HandBrake is available for Windows, macOS, and Linux. It supports hardware-accelerated encoding through Intel Quick Sync, NVIDIA NVENC, and AMD VCE, which significantly speeds up the conversion process on supported hardware. For merging a handful of clips, the total processing time is typically 5-15 minutes depending on clip length and your hardware capabilities.
Online Video Joiners
For quick merges without installing software, several web-based tools combine video clips in your browser. Kapwing's merge tool lets you upload multiple clips, arrange them on a timeline, and export the combined video. The editor also allows you to add transitions between clips, trim individual segments, and adjust audio levels before merging. Kapwing supports files up to 4 minutes on the free tier with a watermark, and longer videos on paid plans.

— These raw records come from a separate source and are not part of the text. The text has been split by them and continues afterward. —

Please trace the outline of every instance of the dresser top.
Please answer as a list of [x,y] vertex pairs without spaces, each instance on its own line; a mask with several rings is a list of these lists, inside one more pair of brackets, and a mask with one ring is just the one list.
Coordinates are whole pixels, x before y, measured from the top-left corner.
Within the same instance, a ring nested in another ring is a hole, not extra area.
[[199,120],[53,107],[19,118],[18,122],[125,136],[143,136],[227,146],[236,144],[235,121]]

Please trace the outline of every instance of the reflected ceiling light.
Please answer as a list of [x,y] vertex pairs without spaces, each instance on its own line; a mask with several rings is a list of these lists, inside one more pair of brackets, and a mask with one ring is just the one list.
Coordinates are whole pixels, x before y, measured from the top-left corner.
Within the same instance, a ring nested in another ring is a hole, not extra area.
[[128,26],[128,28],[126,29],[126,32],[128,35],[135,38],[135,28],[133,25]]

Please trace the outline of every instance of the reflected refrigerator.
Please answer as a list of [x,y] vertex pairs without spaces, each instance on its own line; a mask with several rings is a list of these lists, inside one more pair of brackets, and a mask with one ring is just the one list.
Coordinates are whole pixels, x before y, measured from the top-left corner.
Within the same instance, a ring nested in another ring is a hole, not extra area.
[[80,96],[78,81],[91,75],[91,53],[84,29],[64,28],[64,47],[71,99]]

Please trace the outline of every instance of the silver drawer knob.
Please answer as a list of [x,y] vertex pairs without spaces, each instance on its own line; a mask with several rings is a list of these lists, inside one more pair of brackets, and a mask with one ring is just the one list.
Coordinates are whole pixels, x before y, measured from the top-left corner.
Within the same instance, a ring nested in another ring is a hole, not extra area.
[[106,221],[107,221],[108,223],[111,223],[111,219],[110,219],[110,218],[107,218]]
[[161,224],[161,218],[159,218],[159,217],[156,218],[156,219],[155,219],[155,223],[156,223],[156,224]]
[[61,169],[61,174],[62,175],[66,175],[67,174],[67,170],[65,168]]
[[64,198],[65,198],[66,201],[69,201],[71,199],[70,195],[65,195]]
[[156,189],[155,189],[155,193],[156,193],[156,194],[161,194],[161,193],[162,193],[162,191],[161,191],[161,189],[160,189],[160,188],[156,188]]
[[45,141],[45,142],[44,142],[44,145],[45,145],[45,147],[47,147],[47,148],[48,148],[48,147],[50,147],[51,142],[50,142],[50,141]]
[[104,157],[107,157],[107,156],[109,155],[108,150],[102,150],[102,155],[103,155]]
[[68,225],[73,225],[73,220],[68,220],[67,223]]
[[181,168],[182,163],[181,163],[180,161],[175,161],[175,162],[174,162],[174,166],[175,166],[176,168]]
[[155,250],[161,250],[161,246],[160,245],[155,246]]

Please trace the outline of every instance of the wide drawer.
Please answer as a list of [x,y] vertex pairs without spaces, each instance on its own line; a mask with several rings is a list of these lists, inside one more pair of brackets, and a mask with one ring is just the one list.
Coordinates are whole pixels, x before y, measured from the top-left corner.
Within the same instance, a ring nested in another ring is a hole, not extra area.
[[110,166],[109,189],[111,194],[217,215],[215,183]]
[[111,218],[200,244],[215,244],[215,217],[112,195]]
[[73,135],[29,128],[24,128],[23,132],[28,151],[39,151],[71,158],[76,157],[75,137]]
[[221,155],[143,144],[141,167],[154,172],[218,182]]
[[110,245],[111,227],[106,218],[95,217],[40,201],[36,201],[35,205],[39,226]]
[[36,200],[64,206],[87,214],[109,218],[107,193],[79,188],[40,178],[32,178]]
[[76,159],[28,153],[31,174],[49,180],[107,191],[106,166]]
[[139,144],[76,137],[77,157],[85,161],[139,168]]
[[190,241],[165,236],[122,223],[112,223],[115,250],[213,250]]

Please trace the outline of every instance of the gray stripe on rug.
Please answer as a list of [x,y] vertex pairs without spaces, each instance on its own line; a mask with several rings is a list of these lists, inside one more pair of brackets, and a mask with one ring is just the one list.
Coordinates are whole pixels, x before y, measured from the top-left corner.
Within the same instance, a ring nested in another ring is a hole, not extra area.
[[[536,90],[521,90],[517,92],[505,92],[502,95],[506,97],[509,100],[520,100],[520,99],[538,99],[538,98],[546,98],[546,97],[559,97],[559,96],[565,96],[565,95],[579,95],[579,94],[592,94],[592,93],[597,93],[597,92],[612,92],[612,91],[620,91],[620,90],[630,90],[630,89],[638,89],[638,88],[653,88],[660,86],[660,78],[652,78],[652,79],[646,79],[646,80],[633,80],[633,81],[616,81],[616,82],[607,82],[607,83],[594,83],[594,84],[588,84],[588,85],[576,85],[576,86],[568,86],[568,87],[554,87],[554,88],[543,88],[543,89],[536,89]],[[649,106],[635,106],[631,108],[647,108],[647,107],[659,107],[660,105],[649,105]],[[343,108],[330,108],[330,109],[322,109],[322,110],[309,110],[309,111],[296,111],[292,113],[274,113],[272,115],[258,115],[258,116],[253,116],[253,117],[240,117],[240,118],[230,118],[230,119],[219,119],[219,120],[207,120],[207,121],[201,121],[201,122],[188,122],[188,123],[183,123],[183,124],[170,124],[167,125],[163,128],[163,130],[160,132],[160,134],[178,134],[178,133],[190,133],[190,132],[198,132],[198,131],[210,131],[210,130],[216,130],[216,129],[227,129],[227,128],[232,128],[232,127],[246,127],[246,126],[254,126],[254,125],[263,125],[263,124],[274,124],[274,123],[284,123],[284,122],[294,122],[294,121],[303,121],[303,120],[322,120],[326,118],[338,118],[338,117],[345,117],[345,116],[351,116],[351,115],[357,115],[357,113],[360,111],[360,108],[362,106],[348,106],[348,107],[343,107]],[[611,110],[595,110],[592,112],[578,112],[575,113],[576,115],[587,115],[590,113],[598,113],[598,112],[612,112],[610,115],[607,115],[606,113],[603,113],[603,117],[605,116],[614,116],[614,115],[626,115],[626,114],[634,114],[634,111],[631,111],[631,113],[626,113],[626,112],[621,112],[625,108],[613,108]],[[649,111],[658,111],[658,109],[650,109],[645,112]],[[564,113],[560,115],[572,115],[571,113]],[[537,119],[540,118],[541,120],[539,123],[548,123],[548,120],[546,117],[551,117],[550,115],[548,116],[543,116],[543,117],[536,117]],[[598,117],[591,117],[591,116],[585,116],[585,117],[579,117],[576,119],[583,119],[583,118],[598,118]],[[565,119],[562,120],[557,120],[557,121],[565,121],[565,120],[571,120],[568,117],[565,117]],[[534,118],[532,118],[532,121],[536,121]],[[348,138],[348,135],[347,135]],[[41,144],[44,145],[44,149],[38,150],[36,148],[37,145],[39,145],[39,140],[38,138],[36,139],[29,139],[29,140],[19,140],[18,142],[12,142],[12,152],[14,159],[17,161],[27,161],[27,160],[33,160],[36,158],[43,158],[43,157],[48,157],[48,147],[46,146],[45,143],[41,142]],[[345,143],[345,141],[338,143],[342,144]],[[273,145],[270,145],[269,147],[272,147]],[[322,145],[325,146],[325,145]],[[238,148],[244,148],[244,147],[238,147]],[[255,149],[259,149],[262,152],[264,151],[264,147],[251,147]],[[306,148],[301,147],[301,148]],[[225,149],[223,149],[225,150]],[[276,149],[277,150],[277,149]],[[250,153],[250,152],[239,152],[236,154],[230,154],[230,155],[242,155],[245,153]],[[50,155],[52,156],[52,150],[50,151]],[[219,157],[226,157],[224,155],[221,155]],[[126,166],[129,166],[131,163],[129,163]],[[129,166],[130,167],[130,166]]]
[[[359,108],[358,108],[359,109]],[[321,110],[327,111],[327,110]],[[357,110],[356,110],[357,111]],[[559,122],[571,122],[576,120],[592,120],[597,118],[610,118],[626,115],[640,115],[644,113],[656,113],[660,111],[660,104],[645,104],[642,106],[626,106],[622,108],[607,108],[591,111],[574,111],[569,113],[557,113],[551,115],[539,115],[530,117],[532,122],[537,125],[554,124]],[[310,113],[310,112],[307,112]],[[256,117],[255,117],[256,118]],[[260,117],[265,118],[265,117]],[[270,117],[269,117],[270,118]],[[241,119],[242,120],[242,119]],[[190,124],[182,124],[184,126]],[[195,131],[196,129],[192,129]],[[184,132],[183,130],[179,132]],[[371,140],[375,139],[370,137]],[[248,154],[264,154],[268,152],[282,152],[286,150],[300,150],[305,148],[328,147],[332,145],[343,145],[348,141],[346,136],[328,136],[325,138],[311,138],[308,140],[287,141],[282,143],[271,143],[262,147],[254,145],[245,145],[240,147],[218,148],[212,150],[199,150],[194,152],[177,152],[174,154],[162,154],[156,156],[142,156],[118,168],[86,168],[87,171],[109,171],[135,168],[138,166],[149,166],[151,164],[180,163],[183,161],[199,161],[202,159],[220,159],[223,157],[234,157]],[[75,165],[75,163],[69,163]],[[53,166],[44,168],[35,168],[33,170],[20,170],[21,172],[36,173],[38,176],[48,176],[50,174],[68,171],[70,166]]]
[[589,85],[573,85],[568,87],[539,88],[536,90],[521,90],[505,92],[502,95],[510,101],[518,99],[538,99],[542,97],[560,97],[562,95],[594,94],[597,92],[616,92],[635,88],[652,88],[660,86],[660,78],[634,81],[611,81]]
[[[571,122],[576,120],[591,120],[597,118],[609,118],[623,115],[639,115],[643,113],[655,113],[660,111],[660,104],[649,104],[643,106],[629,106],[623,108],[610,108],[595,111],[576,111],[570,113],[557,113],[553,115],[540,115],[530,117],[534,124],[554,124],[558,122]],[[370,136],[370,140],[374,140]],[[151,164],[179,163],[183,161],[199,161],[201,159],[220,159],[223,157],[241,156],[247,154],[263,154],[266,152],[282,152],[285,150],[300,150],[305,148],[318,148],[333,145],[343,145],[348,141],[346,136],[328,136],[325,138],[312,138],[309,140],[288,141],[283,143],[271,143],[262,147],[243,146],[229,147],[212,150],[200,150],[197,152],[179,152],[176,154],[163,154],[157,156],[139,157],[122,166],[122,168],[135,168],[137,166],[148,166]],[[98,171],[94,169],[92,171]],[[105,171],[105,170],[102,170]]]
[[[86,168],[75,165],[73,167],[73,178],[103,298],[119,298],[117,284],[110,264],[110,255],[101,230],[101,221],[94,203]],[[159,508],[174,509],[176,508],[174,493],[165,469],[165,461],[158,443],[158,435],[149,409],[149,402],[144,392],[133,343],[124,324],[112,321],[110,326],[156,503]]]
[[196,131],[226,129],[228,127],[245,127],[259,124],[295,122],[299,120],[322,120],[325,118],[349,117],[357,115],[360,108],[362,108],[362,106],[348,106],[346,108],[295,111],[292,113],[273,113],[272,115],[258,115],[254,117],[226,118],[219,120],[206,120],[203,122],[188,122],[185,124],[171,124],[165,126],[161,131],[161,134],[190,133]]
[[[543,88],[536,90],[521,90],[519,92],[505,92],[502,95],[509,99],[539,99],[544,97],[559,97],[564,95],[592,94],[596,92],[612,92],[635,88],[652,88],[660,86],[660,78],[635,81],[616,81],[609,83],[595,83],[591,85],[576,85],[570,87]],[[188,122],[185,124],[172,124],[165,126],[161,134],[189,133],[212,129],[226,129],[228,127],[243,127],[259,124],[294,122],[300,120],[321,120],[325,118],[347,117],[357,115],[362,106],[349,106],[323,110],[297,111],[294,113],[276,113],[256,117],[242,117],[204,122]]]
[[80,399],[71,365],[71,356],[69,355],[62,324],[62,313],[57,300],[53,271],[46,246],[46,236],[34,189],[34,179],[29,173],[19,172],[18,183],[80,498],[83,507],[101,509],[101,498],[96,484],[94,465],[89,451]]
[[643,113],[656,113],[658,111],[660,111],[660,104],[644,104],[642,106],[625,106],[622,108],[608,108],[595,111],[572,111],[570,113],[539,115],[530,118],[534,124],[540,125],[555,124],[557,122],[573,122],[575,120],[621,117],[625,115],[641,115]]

123Apps Video Merger is a simpler online tool focused specifically on joining clips. Upload your videos in the desired order, and the tool concatenates them into a single file. No registration is required, and the tool supports files up to 4GB. The free version adds a small watermark to the output. For basic merging without editing features, 123Apps provides the fastest browser-based experience.
Online tools have inherent limitations: upload and download times depend on your internet speed, file size limits restrict long videos, and processing happens on remote servers which raises privacy considerations for sensitive content. For occasional use with short clips, online tools are convenient. For regular merging of large files, a desktop tool is more practical.
FFmpeg Command Line for Power Users
FFmpeg provides the most flexible and efficient merging capability available. For clips with identical formats, the concat demuxer merges files without re-encoding: create a text file listing all input files, then run ffmpeg -f concat -safe 0 -i list.txt -c copy output.mp4. This completes in seconds and preserves exact quality. For clips with different formats, use the concat filter: ffmpeg -i input1.mp4 -i input2.mp4 -filter_complex "[0:v][0:a][1:v][1:a]concat=n=2:v=1:a=1" output.mp4. This re-encodes the output to match a common format.
FFmpeg's batch processing capabilities make it ideal for automated workflows. A shell script can monitor a folder for new clips, convert them to a common format, and merge them automatically. This is useful for security camera footage, continuous recording setups, and any application where clips are generated regularly and need to be combined. While FFmpeg requires command-line knowledge, the speed and flexibility it provides are unmatched by any graphical tool.
DaVinci Resolve for Professional Merging
For users who already use DaVinci Resolve as their primary editor, merging clips is a natural part of the workflow. Import all your clips into the media pool, arrange them on the timeline in the desired order, and export. DaVinci Resolve handles format differences by automatically conforming clips to the timeline settings. If your clips have different frame rates, Resolve can retime them to match the timeline frame rate using optical flow or frame blending.
The advantage of using a full editor for merging is that you can simultaneously add transitions between clips, adjust audio levels, apply color correction for consistency, and add titles or graphics. This all-in-one approach saves time when you need more than just a simple concatenation. DaVinci Resolve also supports batch rendering through its Render Queue, allowing you to set up multiple merge-and-export jobs that process sequentially. The free version of DaVinci Resolve handles all merging operations without limitations.